Introduction: In real world practice, patients with minor stroke symptoms are still treated with thrombolytic therapy and majority of them recover with favorable outcomes at 90 days, but there is room to identify avenues to further enhance their outcomes. We aimed to investigate the risk factors associated with the unfavorable outcome at 90 days after thrombolysis for acute minor ischemic stroke (AMIS).

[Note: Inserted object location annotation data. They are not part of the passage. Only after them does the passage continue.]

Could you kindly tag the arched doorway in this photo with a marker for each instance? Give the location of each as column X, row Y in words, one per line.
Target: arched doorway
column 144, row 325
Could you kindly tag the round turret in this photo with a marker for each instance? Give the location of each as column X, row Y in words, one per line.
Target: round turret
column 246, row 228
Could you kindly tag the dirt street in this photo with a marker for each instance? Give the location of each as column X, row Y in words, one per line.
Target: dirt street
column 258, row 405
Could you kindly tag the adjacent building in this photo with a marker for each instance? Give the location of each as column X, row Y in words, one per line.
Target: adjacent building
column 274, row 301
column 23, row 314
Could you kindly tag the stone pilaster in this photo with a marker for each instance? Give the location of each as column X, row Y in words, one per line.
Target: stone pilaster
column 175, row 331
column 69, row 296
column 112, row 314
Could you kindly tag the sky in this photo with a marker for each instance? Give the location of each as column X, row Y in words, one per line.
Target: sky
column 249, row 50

Methods: 152 consecutive patients presented with AMIS (NIHSS ≤3) and received intravenous alteplase between December 2012 and February 2017. Baseline clinic-demographic, characteristics and laboratory tests were recorded. Unfavorable outcome was defined as modified Rankin Scale (mRS) of 2-6 at 90 days. Univariate analysis followed by multivariate analysis was used to identify risk factors for unfavorable outcome. A receiver operating characteristic curve was used to evaluate the predictive value.
Results: 113 out of 152 patients (74%) were included in the final analysis, age 59 (53-67), 72.6% men. 32 patients (28.3%) experienced unfavorable outcomes. After adjusting for covariates, only serum glucose level on admission remained an independent factor for unfavorable outcome (OR 1.43, 95% CI: 1.10-2.72, p=0.014), with a 0.617 predictive value for the unfavorable outcome.
Conclusions: About 28% of patients with AMIS in this cohort had an unfavorable outcome at 3 months after thrombolysis. Addressing higher serum glucose level on admission may be a viable therapeutic strategy to improve prognoses in these patients.